Michael Kiser, creative director of the consulting firm and creative agency Good Beer Hunting, says it serves as further evidence craft brewers are starting to realize “they’re only going to be able to win over so many people by bringing them to their side of the fence.”

With craft growth decelerating, Kiser says, the peak craft can reach as a percentage of total beer is beginning to come into sharper focus. To achieve anything higher than a 15 percent market share by volume, craft brewers will “need to meet American drinkers where they’re at. And that means they’ll have to look at (lighter) types of beers.”

Even so, he questions how widespread the larger pack size trend will get because of pushback in the value chain. Kiser says distributors are wary of allowing productive craft brands to migrate out of the super premium space and begin eating share from imports and above premium brands, two categories that have grown healthily this year.

“Wholesalers need to protect that volume, and I think they’re going to have a lot of trouble balancing things” if more craft brands jump into the mainstream, Kiser says.

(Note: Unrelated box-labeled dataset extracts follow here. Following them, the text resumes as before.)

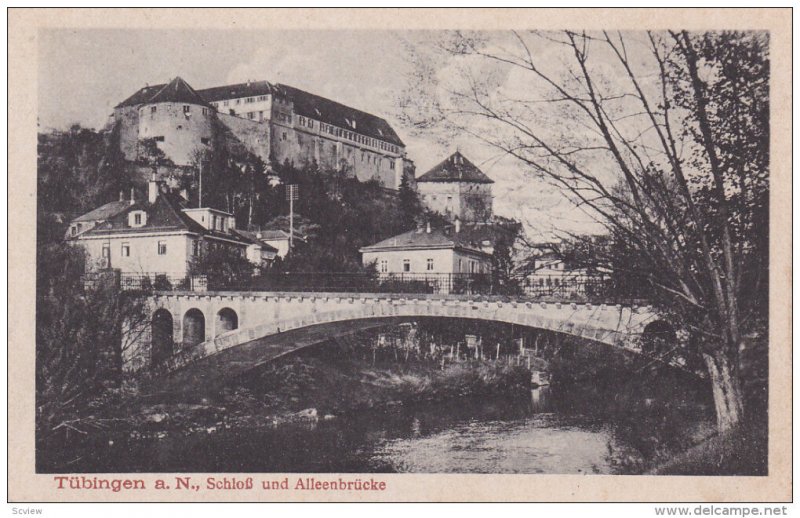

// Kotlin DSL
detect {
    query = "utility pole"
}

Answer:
[197,160,203,209]
[286,184,299,250]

They’re already starting to get a flavor. Twenty-nine craft 15-packs could be found nationally over the past 13 weeks, according to Nielsen. That’s up from just nine through mid-April. The 15-pack has grown at a 117 percent clip over the past 13 weeks and now holds a 3 percent share of craft.

That pack size also has been a boon for larger brewers, including MillerCoors brands Keystone Light and Keystone Ice.

Behind craft leader All Day are Anheuser-Busch InBev’s Shocktop and New Belgium’s Dayblazer, each of which has a roughly 0.3 percent share of craft. Rounding out the top 5 are two other Founders brands: Its PC Pils and its Centennial IPA, each of which are just shy of a 0.2 percent share. All of those beers had an average retail case price at or below $27.10, nearly $10 below the national craft retail average, per Nielsen.

Others are moving into 18-packs, such as Chicago’s Revolution Brewing, which earlier this year released its 4.8 percent ABV Cross of Gold golden ale for less than $20 per pack at retail.

Craft partners of MillerCoors and ABI are each moving more beers into larger packs. ABI’s Golden Road this year has had success with Wolf Pup Session IPA in 15-packs, while Terrapin, part of Tenth and Blake, has had a hot start with its 15-packs of its session IPA, RecreationAle.

The pack size is expected to grow even more next year, when Blue Moon Belgian White hits 15-packs. It appears as if it’s a trend that’s not going away.